American Journal of Obstetrics & Gynecology
Volume 203, Issue 1 , Pages 54.e1-54.e5, July 2010

Clinical outcome in neonates with twin anemia-polycythemia sequence

Presented at the 28th Annual Meeting of the International Fetal Medicine and Surgery Society, Amazon, Brazil, Sept. 6-10, 2009, and at the 4th Annual Symposium on Monochorionic Multiple Pregnancies of the Eurofetus group, Barcelona, Spain, May 22-23, 2009.

  • Enrico Lopriore, MD, PhD

      Affiliations

    • Division of Neonatology, Department of Pediatrics, Leiden University Medical Centre, Leiden, the Netherlands
  • ,
  • Femke Slaghekke, MD

      Affiliations

    • Division of Fetal Medicine, Department of Obstetrics, Leiden University Medical Centre, Leiden, the Netherlands
  • ,
  • Dick Oepkes, MD, PhD

      Affiliations

    • Division of Fetal Medicine, Department of Obstetrics, Leiden University Medical Centre, Leiden, the Netherlands
  • ,
  • Johanna M. Middeldorp, MD, PhD

      Affiliations

    • Division of Fetal Medicine, Department of Obstetrics, Leiden University Medical Centre, Leiden, the Netherlands
  • ,
  • Frank P. Vandenbussche, MD, PhD

      Affiliations

    • Division of Fetal Medicine, Department of Obstetrics, Leiden University Medical Centre, Leiden, the Netherlands
  • ,
  • Frans J. Walther, MD, PhD

      Affiliations

    • Division of Neonatology, Department of Pediatrics, Leiden University Medical Centre, Leiden, the Netherlands

Received 25 September 2009; received in revised form 29 October 2009; accepted 10 February 2010. published online 26 April 2010.

Objective

The purpose of this study was to evaluate neonatal outcome of monochorionic twin pregnancies complicated by twin anemia-polycythemia sequence (TAPS).

Study Design

A cohort of consecutive monochorionic twins with TAPS with double survivors was included in the study. Each twin pair with TAPS was compared with 2 monochorionic twin pairs who were unaffected by TAPS or twin-to-twin transfusion syndrome and who were matched for gestational age at birth.
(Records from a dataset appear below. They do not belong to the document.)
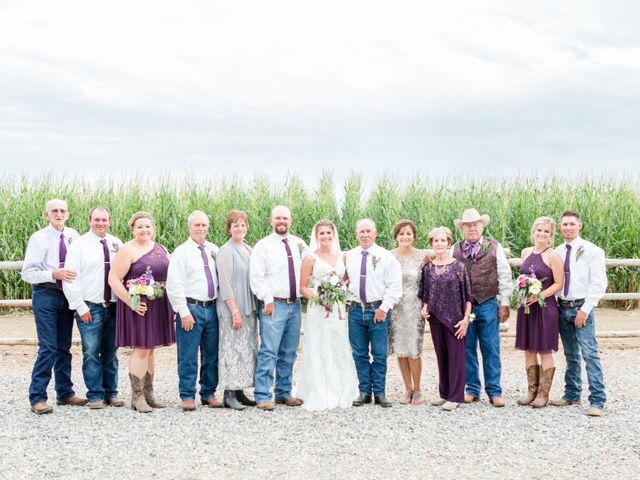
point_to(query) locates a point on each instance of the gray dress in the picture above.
(406, 331)
(238, 349)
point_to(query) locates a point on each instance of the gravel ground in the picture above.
(476, 441)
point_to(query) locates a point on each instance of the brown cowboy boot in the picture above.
(542, 399)
(533, 378)
(138, 402)
(148, 392)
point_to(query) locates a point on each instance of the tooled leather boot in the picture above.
(533, 379)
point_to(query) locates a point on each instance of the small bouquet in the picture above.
(331, 291)
(526, 286)
(144, 285)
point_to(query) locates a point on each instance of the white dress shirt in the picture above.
(588, 273)
(186, 276)
(43, 254)
(505, 279)
(86, 257)
(384, 280)
(269, 266)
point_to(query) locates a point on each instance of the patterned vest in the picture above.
(483, 273)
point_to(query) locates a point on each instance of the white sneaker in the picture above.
(449, 406)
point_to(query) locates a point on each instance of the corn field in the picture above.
(610, 209)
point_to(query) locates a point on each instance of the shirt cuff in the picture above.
(82, 309)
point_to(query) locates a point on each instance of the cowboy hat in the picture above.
(471, 215)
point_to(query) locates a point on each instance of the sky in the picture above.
(273, 88)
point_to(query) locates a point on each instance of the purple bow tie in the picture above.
(470, 250)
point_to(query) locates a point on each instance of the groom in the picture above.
(375, 278)
(275, 280)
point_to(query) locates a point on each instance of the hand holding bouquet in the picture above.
(331, 291)
(146, 286)
(529, 286)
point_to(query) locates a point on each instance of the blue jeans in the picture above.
(363, 331)
(576, 341)
(54, 323)
(279, 338)
(99, 360)
(486, 331)
(203, 336)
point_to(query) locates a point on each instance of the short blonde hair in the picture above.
(440, 231)
(137, 216)
(544, 221)
(233, 216)
(400, 224)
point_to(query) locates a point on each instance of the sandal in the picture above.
(417, 399)
(406, 398)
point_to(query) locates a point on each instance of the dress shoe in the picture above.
(243, 399)
(212, 402)
(265, 406)
(594, 412)
(450, 406)
(289, 401)
(41, 408)
(361, 400)
(561, 402)
(114, 402)
(73, 401)
(230, 400)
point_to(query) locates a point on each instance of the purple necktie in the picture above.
(363, 277)
(470, 250)
(62, 256)
(211, 291)
(107, 268)
(567, 271)
(293, 294)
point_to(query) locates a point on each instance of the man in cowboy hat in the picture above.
(490, 276)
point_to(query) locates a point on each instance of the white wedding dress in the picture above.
(327, 372)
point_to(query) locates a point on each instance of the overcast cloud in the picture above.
(269, 87)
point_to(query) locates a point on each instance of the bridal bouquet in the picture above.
(144, 285)
(331, 291)
(527, 286)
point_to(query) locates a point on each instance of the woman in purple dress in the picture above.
(537, 331)
(150, 324)
(445, 291)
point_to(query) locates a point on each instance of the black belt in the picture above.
(571, 303)
(285, 300)
(200, 303)
(365, 305)
(103, 304)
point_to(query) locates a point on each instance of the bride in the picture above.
(327, 373)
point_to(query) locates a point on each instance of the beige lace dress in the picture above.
(406, 331)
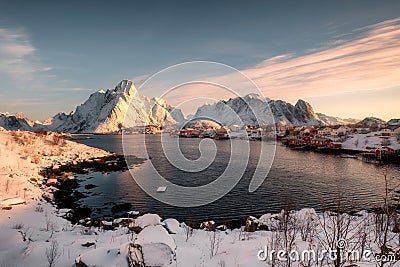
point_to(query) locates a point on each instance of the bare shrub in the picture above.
(337, 228)
(39, 208)
(26, 234)
(53, 253)
(386, 220)
(59, 140)
(215, 242)
(18, 226)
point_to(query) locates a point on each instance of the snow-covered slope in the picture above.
(331, 120)
(371, 121)
(282, 112)
(15, 122)
(104, 112)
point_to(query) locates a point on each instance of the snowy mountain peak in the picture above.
(371, 121)
(125, 86)
(305, 106)
(253, 96)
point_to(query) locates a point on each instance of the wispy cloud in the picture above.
(17, 56)
(370, 61)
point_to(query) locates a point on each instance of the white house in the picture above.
(325, 131)
(339, 131)
(386, 132)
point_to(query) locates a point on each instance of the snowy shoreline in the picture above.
(34, 233)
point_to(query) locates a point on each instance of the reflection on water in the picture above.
(297, 179)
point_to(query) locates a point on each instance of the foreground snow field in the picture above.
(33, 232)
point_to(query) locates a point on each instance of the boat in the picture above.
(161, 189)
(348, 156)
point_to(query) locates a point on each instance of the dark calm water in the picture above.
(296, 180)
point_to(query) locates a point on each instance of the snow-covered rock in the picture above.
(371, 121)
(153, 235)
(253, 109)
(172, 226)
(331, 120)
(147, 220)
(115, 109)
(15, 122)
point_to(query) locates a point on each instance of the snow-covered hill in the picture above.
(330, 120)
(283, 113)
(372, 121)
(104, 112)
(15, 122)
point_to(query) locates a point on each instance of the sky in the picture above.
(341, 56)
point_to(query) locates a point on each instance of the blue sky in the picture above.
(53, 54)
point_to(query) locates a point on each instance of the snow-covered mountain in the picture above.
(283, 113)
(104, 112)
(330, 120)
(15, 122)
(371, 121)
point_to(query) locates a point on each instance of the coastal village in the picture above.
(373, 142)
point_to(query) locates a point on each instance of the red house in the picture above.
(392, 149)
(335, 145)
(321, 142)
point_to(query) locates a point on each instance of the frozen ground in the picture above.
(33, 233)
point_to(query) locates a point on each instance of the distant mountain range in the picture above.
(104, 112)
(252, 109)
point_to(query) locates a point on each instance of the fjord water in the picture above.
(297, 179)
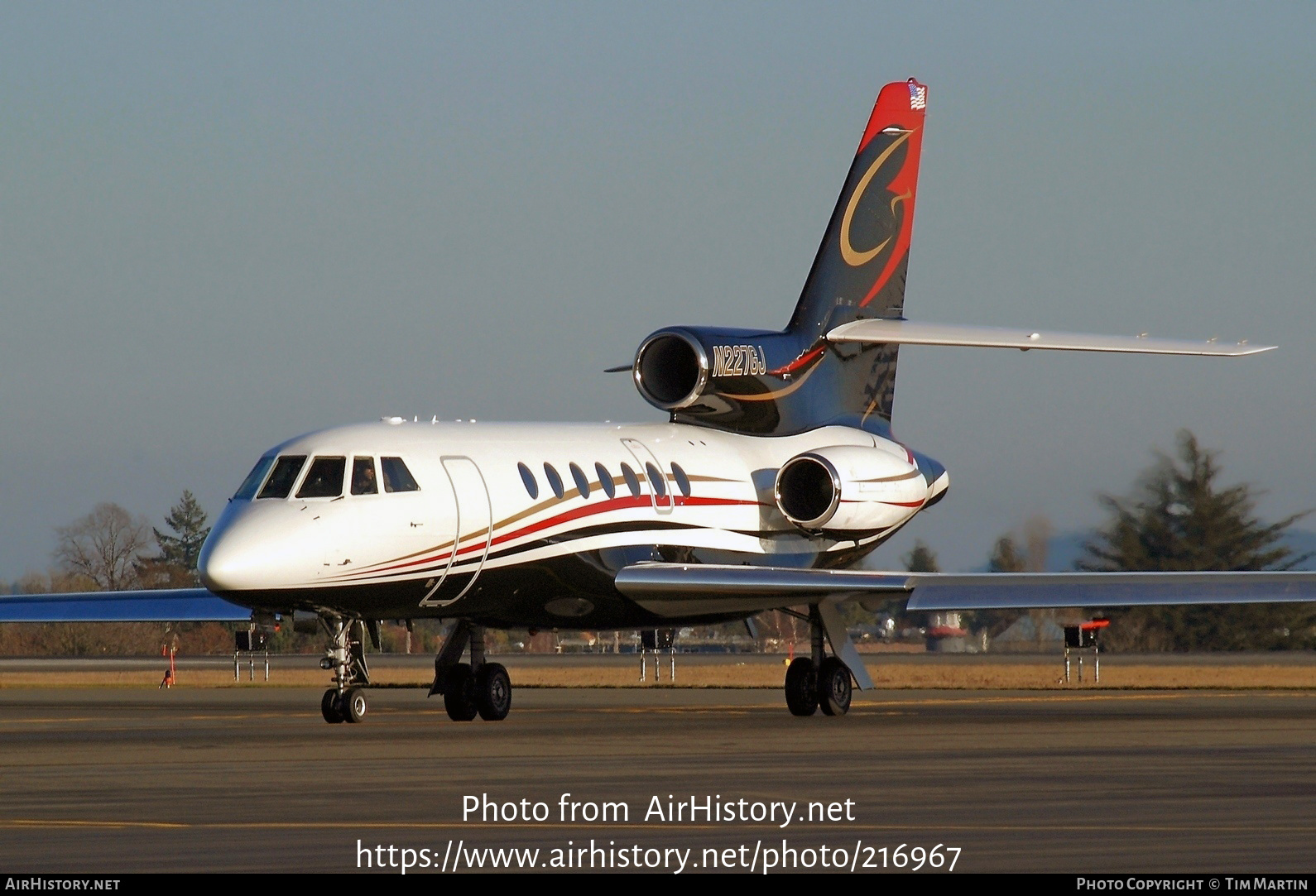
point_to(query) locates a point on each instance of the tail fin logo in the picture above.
(853, 256)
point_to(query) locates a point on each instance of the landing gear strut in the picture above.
(474, 688)
(345, 702)
(821, 682)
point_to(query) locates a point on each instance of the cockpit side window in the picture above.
(324, 479)
(253, 482)
(396, 475)
(363, 477)
(283, 477)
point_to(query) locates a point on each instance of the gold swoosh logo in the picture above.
(852, 256)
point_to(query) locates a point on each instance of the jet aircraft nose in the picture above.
(250, 549)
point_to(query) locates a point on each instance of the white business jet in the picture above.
(776, 475)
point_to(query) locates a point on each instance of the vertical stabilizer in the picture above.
(860, 270)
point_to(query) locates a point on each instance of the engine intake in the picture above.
(671, 370)
(847, 490)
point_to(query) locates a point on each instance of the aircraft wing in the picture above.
(165, 606)
(684, 590)
(1001, 337)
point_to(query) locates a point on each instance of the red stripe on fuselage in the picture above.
(612, 504)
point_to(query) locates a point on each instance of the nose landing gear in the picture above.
(345, 702)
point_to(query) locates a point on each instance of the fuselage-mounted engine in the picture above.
(849, 491)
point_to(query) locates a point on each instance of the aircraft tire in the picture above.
(353, 706)
(802, 695)
(834, 687)
(492, 692)
(329, 707)
(459, 693)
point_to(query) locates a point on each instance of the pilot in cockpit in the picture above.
(363, 477)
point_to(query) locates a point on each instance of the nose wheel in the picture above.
(345, 702)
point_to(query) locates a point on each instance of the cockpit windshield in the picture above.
(283, 477)
(253, 482)
(396, 475)
(324, 478)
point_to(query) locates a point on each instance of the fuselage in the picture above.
(521, 525)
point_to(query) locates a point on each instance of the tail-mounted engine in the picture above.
(724, 378)
(848, 491)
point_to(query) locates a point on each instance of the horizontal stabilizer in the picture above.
(678, 590)
(1094, 590)
(166, 606)
(693, 590)
(886, 332)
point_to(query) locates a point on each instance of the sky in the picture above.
(223, 225)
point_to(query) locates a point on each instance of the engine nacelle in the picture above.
(671, 369)
(847, 490)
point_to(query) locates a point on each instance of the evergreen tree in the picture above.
(1006, 557)
(187, 521)
(921, 559)
(1181, 519)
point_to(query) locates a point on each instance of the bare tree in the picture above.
(103, 546)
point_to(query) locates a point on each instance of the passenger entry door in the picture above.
(473, 532)
(651, 472)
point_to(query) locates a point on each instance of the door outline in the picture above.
(641, 453)
(457, 534)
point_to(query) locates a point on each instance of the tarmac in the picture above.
(111, 780)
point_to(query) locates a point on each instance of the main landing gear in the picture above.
(821, 682)
(345, 702)
(474, 688)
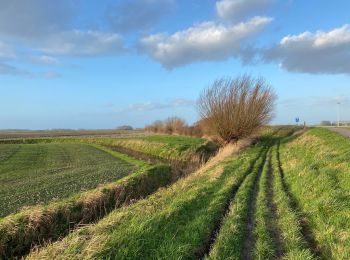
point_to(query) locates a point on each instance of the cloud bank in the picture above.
(207, 41)
(315, 53)
(236, 10)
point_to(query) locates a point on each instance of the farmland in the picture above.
(287, 196)
(32, 174)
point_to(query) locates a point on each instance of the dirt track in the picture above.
(343, 131)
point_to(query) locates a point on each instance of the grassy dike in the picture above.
(233, 233)
(262, 222)
(19, 232)
(174, 223)
(316, 168)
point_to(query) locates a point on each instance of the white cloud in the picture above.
(81, 43)
(6, 69)
(204, 42)
(320, 52)
(51, 75)
(44, 59)
(7, 51)
(235, 10)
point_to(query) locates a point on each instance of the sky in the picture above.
(97, 64)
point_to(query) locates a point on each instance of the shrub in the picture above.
(234, 108)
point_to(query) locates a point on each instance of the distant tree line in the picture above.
(230, 109)
(175, 125)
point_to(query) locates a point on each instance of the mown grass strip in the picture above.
(230, 240)
(19, 232)
(316, 171)
(294, 243)
(174, 223)
(266, 245)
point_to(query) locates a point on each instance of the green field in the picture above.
(286, 197)
(31, 174)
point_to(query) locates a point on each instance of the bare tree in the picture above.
(156, 127)
(236, 108)
(174, 125)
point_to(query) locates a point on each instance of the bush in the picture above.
(236, 108)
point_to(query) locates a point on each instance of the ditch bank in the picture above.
(38, 225)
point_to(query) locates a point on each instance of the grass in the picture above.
(34, 174)
(316, 167)
(19, 232)
(283, 198)
(265, 248)
(261, 222)
(167, 147)
(230, 241)
(174, 223)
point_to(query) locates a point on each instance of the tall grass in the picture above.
(316, 170)
(173, 223)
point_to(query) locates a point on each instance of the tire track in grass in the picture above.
(204, 252)
(249, 243)
(306, 232)
(271, 220)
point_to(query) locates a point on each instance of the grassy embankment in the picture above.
(166, 147)
(31, 226)
(177, 222)
(18, 232)
(316, 167)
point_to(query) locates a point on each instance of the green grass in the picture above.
(230, 241)
(264, 244)
(174, 223)
(317, 171)
(34, 174)
(176, 148)
(268, 225)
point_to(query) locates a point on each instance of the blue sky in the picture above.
(104, 63)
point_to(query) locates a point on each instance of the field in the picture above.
(32, 174)
(287, 196)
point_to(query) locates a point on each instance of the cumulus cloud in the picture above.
(320, 52)
(7, 51)
(6, 69)
(235, 10)
(149, 106)
(51, 75)
(44, 59)
(80, 43)
(135, 15)
(204, 42)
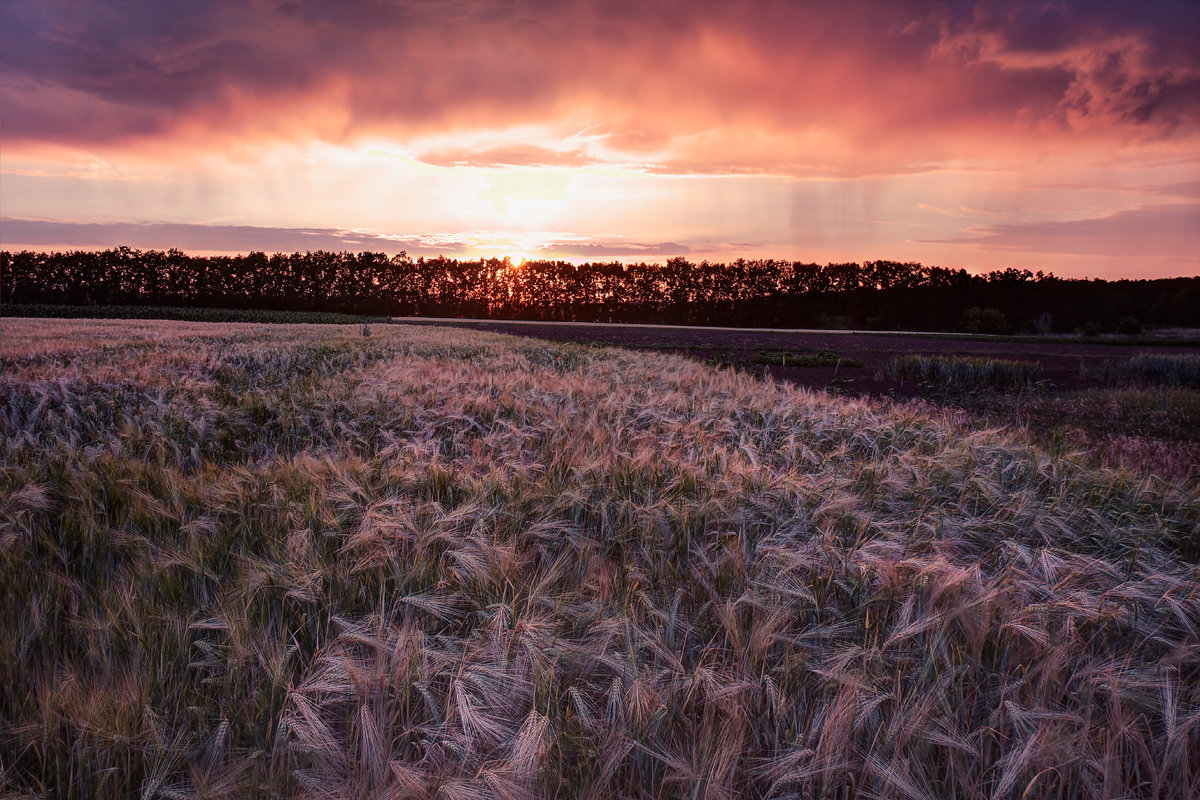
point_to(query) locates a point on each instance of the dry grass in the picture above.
(299, 561)
(964, 373)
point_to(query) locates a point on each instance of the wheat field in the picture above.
(299, 561)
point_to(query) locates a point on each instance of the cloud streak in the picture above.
(42, 234)
(864, 85)
(1155, 232)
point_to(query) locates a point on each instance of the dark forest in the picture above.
(876, 295)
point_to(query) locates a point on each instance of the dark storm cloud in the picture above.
(114, 72)
(1153, 230)
(52, 233)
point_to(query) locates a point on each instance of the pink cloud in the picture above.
(705, 86)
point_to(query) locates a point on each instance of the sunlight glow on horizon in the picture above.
(961, 133)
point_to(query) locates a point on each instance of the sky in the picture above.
(1057, 136)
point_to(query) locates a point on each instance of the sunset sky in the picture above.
(984, 133)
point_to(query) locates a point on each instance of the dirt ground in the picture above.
(1061, 360)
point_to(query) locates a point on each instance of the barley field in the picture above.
(325, 561)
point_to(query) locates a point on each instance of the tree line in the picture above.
(879, 295)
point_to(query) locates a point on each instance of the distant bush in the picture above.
(789, 359)
(1149, 368)
(184, 314)
(965, 373)
(1129, 326)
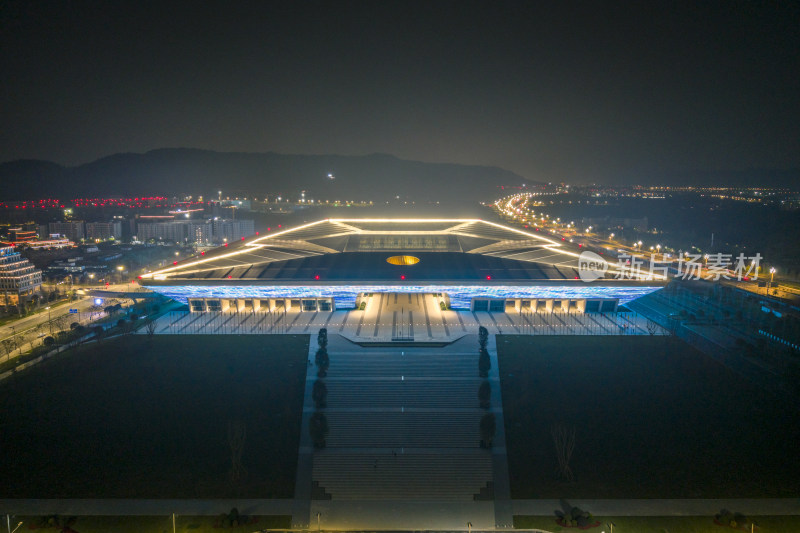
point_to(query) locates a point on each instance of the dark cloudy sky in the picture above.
(575, 91)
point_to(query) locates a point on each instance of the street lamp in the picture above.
(771, 277)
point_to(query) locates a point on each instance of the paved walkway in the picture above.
(377, 514)
(403, 447)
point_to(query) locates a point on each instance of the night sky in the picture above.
(571, 91)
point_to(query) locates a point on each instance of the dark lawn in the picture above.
(138, 418)
(654, 419)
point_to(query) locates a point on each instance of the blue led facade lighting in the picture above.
(460, 295)
(338, 259)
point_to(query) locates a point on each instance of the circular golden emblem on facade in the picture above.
(402, 260)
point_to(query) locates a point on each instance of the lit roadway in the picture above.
(521, 209)
(82, 304)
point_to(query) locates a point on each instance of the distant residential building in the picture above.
(232, 230)
(182, 231)
(71, 229)
(20, 234)
(18, 277)
(55, 241)
(161, 231)
(104, 230)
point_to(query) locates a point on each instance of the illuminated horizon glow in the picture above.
(460, 295)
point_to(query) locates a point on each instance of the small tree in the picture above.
(150, 328)
(485, 394)
(488, 429)
(322, 364)
(9, 346)
(484, 364)
(483, 337)
(318, 429)
(99, 332)
(319, 394)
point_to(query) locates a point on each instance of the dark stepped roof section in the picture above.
(371, 266)
(338, 243)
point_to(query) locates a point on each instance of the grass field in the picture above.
(661, 524)
(154, 524)
(134, 417)
(653, 417)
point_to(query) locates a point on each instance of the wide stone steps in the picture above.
(442, 394)
(451, 476)
(451, 367)
(404, 430)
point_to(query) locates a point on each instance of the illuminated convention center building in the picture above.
(466, 264)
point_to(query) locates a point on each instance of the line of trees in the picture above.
(318, 423)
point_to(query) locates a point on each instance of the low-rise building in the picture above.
(101, 231)
(18, 277)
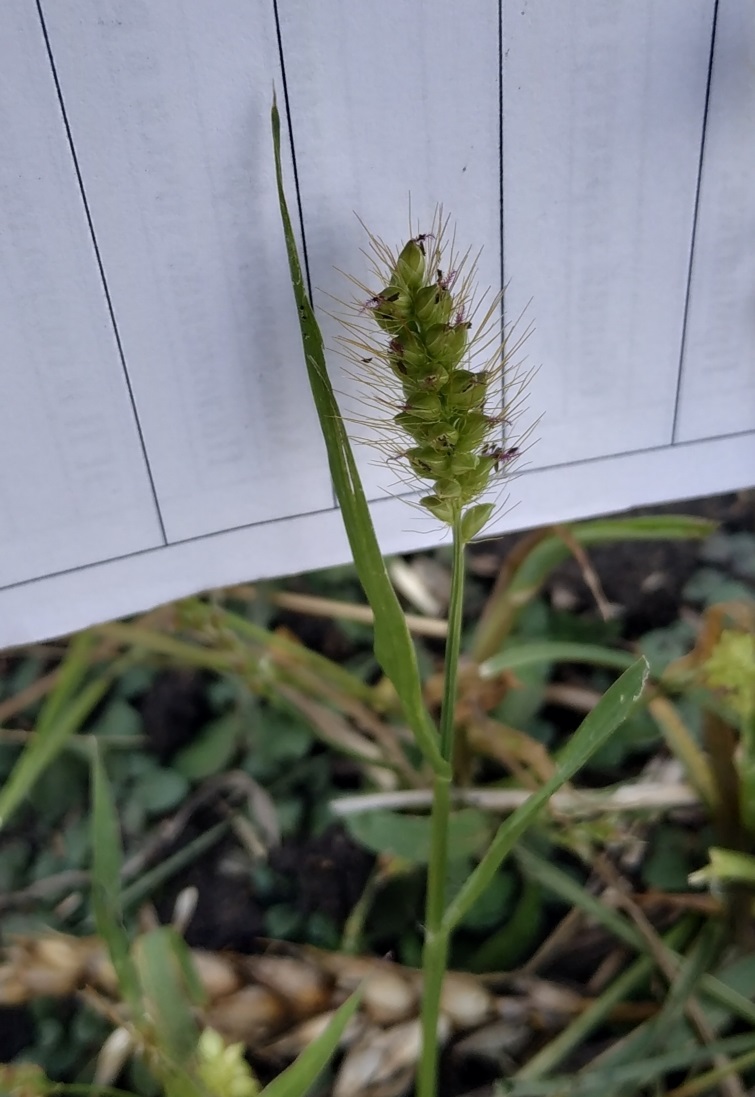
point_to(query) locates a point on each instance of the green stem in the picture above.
(437, 938)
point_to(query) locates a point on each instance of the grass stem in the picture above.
(436, 949)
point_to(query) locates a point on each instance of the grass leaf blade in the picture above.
(394, 647)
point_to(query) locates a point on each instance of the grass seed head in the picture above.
(436, 370)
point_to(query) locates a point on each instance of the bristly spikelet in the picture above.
(437, 370)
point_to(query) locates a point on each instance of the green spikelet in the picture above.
(423, 342)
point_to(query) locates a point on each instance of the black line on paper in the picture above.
(679, 374)
(101, 269)
(334, 510)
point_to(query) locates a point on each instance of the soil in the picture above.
(328, 873)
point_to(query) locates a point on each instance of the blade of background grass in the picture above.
(63, 713)
(297, 1079)
(555, 651)
(394, 648)
(549, 550)
(106, 861)
(639, 1073)
(610, 711)
(720, 987)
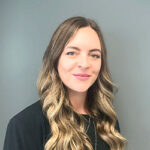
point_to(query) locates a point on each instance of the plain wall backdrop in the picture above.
(26, 27)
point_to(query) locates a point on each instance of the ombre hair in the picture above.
(67, 126)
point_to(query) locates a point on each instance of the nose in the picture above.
(83, 62)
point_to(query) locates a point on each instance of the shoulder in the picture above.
(30, 115)
(26, 130)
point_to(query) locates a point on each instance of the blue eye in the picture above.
(95, 56)
(70, 53)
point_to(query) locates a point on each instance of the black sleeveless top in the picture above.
(29, 130)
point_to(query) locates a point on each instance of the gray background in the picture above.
(25, 30)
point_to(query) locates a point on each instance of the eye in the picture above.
(70, 53)
(95, 56)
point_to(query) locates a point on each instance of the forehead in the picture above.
(85, 37)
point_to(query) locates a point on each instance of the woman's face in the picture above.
(80, 62)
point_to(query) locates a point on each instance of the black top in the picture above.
(29, 130)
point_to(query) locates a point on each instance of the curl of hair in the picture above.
(67, 126)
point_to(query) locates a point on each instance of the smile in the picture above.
(81, 76)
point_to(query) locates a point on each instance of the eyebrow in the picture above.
(78, 49)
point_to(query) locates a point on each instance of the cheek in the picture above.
(65, 66)
(97, 68)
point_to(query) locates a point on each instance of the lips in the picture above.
(80, 76)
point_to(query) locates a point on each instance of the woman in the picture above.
(75, 110)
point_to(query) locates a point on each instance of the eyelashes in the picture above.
(71, 53)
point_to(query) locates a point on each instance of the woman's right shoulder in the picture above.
(30, 116)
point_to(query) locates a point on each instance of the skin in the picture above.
(81, 55)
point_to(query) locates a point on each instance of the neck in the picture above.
(78, 101)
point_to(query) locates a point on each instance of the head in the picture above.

Neonatal death, severe morbidity, and cerebral injury were studied.

Results

We included 19 twin pairs in the TAPS group and 38 control twin pairs. The incidence of neonatal death and severe neonatal morbidity was similar in the TAPS group and control group (3% [1/38] vs 1% [1/76] and 24% [9/38] vs 28% [21/76], respectively). Severe cerebral injury was detected in 1 infant (5%) in the TAPS group and 1 infant (2%) in the control group.

Conclusion

Neonatal mortality and morbidity rates in a select population of TAPS neonates are similar to control neonatal rates.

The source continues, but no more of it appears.